Oils with too high degrees of acid and/or a taste too rough can be refined in an industrial process that removes smell, colour and taste. This refined oil is often flavoured by addition of a certain percentage of 'Extra Vierge' grade and may be sold as 'Olive Oil' or 'Pure Olive Oil'. This neutral oil is very suitable for cooking and frying. Biostore .ie sell this type of oil under the name of 'Sevilla'. From the pulp that remains after pressing another kind of oil is made. The so-called 'pit' or 'sansa' oil. This by-product is always refined and virtually tasteless. We don't sell this type of oil.

Tastes

Olive GroveThe weather conditions, the soil and the lay of the orchard, the race or type and even the moment of harvesting all add up to the typical taste of every olive oil. To put it roughly: Italian oil is somewhat green with a vegetable taste, whereas Spanish olive oil has a somewhat richer taste and a fleshy character. The taste of the oil always appears to be in beautiful harmony with the kitchen of the region of origin. Images of crispy salad, feta cheese, onion and tomato will spring to your mind the moment you taste the fresh oil from Crete, whereas the rich body of Southern Spanish oil reminds you of chorizo, Serrano ham and the regional stews.

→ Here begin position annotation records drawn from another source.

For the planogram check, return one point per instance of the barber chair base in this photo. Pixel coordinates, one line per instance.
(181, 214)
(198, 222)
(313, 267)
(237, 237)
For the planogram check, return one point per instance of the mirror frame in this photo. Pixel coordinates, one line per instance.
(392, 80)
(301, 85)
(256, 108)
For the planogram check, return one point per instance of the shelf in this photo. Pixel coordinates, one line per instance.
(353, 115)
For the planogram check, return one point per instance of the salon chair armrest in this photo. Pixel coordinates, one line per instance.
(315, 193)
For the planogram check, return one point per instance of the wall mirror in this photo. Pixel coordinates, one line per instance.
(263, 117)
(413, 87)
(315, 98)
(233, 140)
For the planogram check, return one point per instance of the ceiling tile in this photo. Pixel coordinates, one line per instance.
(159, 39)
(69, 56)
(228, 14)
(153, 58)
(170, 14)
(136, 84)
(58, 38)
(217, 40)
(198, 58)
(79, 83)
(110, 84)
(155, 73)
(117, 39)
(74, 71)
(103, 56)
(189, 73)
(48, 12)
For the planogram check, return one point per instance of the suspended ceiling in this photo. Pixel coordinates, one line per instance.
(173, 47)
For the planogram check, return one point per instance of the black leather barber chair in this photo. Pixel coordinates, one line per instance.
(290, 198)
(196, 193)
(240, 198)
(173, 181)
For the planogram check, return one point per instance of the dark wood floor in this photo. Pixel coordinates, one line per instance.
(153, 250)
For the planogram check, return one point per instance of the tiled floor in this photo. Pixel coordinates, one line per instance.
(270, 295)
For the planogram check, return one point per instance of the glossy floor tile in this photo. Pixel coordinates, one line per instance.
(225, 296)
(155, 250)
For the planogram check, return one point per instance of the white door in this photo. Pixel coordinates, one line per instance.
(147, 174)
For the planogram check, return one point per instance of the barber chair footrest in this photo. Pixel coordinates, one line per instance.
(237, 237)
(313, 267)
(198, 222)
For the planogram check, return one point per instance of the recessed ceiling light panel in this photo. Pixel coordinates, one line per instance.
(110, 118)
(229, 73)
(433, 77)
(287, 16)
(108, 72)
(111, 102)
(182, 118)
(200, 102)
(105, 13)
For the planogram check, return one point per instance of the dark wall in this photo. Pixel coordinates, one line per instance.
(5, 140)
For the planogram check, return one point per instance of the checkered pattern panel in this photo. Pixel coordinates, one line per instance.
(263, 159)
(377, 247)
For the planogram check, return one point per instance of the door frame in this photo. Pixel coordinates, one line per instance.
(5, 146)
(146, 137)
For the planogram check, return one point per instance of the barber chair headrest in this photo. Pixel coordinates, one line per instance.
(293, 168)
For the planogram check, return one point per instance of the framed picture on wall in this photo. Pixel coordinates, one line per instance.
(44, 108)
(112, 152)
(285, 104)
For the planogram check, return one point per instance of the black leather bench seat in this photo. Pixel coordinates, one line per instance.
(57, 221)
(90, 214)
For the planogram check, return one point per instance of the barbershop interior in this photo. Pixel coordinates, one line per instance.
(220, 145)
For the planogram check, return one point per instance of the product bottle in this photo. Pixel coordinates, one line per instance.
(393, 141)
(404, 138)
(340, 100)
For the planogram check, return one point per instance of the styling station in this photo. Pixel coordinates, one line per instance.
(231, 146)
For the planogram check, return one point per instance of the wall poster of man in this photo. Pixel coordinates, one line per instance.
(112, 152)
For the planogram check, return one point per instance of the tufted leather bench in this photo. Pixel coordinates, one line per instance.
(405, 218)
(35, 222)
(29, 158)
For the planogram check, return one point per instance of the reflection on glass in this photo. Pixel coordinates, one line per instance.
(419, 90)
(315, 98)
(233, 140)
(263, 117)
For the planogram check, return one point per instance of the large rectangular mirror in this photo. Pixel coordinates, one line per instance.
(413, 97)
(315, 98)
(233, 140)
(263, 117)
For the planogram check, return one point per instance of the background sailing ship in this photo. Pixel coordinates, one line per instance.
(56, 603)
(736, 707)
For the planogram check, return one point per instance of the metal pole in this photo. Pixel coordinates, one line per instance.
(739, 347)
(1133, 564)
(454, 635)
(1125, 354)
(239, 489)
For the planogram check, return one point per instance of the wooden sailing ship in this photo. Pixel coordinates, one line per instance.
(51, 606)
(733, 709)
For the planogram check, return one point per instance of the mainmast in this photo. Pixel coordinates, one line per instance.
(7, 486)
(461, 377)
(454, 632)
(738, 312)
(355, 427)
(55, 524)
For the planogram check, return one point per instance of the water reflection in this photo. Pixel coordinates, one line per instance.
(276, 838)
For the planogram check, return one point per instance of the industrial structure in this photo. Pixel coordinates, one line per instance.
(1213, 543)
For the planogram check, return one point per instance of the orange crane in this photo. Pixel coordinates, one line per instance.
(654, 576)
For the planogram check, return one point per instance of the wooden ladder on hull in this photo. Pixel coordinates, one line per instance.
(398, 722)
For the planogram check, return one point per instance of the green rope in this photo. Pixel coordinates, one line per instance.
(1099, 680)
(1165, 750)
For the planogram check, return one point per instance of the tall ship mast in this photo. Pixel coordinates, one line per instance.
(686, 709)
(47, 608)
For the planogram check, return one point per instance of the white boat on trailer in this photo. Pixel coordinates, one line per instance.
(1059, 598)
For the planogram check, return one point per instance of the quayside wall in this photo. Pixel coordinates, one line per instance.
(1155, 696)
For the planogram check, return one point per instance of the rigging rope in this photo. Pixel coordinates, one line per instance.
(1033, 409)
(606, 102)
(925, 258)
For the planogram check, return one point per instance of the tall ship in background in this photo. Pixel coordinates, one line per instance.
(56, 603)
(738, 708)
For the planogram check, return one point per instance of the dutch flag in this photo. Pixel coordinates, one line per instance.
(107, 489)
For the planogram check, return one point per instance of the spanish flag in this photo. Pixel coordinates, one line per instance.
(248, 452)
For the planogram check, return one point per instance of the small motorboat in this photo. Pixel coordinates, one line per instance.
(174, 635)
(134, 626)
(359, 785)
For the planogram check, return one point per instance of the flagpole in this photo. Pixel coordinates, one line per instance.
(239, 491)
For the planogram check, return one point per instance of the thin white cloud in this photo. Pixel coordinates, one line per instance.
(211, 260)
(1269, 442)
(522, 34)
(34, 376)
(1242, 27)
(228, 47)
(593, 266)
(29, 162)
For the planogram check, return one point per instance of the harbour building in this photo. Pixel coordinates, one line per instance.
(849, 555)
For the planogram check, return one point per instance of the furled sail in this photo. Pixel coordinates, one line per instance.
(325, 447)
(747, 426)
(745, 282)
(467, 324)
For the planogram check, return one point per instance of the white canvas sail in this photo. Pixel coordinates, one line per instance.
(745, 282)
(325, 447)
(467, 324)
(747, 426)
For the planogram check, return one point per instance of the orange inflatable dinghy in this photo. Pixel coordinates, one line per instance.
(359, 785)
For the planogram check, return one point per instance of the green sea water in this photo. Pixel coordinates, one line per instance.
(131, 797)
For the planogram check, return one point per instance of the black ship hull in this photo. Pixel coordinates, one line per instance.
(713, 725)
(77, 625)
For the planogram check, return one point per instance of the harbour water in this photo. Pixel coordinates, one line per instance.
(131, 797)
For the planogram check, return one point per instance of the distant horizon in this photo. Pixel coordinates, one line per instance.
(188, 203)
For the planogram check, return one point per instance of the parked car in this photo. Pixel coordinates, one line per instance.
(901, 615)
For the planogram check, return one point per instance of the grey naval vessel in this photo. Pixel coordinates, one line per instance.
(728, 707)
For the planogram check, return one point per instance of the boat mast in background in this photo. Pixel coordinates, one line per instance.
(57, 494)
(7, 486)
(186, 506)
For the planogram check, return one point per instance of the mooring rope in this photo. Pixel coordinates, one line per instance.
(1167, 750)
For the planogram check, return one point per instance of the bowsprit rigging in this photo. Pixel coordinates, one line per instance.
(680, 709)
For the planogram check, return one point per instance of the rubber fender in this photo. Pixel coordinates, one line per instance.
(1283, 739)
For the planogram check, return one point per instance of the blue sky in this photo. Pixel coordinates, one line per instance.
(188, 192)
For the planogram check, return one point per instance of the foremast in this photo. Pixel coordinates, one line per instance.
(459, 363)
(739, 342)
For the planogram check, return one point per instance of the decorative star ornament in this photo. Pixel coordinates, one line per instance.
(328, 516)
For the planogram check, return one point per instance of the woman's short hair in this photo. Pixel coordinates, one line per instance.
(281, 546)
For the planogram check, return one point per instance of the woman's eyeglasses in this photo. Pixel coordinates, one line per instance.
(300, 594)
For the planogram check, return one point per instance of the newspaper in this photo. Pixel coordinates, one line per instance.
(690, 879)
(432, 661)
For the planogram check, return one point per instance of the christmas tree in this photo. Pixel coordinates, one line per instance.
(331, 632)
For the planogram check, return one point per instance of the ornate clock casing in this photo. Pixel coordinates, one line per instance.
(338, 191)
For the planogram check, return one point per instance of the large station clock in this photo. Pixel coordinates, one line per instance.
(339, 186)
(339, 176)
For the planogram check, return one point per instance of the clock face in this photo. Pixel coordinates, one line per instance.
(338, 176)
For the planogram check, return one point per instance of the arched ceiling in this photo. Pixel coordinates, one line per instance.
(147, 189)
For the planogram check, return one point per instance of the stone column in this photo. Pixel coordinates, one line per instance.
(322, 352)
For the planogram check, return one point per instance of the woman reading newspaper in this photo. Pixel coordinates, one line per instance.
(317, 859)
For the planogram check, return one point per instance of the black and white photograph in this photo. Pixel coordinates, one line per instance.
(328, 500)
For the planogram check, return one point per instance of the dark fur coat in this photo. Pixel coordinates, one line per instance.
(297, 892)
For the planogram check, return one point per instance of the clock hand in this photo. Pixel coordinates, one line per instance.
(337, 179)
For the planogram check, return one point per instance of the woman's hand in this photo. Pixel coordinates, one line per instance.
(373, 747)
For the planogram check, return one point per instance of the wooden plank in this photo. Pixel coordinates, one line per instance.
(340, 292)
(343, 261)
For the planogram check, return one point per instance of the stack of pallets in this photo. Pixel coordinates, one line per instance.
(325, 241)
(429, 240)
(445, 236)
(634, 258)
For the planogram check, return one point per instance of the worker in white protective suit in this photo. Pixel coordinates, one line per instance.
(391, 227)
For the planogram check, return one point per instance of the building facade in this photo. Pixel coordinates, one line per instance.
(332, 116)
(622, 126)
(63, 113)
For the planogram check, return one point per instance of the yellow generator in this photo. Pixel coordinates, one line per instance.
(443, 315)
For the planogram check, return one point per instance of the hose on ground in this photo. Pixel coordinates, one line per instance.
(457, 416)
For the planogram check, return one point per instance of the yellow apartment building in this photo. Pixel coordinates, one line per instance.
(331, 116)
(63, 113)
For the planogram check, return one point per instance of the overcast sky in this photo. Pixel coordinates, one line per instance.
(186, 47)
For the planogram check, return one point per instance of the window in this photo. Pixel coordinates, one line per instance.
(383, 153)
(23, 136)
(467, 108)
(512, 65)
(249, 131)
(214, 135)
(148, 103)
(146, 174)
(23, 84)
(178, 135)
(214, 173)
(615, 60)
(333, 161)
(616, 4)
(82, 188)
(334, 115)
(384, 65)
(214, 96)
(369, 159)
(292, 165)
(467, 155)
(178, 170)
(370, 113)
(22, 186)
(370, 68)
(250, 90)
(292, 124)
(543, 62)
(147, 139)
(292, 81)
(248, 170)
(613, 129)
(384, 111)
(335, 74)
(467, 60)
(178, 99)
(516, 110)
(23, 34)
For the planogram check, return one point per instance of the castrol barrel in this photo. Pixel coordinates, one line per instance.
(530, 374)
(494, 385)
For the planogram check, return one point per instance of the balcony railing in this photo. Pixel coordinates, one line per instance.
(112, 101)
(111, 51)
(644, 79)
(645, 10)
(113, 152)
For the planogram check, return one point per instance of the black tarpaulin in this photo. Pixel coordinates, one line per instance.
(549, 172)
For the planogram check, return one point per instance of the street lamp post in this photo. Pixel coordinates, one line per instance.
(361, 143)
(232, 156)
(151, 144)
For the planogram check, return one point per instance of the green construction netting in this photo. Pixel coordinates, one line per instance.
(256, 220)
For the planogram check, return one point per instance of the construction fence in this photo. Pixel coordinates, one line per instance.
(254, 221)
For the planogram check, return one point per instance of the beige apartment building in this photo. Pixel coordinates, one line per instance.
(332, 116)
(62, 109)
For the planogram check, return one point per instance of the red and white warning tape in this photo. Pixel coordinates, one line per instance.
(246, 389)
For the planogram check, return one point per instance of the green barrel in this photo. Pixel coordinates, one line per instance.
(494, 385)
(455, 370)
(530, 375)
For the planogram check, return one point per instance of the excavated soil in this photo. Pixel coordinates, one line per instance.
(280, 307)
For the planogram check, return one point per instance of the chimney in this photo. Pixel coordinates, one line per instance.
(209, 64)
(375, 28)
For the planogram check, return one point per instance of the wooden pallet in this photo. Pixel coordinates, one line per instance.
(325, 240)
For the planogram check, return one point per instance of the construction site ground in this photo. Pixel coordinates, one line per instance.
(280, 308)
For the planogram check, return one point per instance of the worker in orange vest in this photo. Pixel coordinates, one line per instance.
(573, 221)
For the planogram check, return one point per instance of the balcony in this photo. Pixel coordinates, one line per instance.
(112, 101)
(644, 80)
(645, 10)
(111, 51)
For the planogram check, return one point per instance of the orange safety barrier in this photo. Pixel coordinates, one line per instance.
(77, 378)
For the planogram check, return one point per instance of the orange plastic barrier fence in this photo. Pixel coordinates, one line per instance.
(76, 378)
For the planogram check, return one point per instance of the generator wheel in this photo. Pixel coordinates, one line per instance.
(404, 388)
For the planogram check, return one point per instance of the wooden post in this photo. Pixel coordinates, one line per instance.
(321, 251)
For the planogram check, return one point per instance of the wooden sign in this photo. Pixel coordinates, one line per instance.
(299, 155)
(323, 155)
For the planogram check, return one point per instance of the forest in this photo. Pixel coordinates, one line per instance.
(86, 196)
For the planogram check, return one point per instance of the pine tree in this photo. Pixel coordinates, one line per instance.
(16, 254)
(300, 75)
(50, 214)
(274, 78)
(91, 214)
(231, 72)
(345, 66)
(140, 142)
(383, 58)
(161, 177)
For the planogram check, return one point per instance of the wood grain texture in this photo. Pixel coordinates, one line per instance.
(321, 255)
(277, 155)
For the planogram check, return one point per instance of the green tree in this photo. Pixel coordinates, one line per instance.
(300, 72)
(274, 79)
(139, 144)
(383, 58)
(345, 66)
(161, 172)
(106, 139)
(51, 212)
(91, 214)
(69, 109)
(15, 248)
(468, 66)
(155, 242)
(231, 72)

It's easy to distinguish the different tastes of several kinds of olive oils and a pleasant experience too. Sampling the oils should rather take place without bread, as you will experience the tastes with more delicacy, though at the beginning you might get a little confused. A bite from a green apple and a sip of water between the samples may help to keep the tastes apart.

Storage

Olive Drum Biostore BelfastIt is best to keep olive oil in a cool and dark place and certainly not in a kitchen window as sunlight decomposes the oil. Good and fresh olive oil can be kept well for at least eighteen months from the moment of pressing. In the long run however even the best of oils will grow rancid. Olive Oil freezes sooner than water. Below 8 degrees centigrade the oil will thicken. There is no harm in this, as the oil will regain its liquidity when the temperature rises. In unfiltered oils miniscule particles may settle down in time to form a deposit, a thin layer at the bottom of the bottle.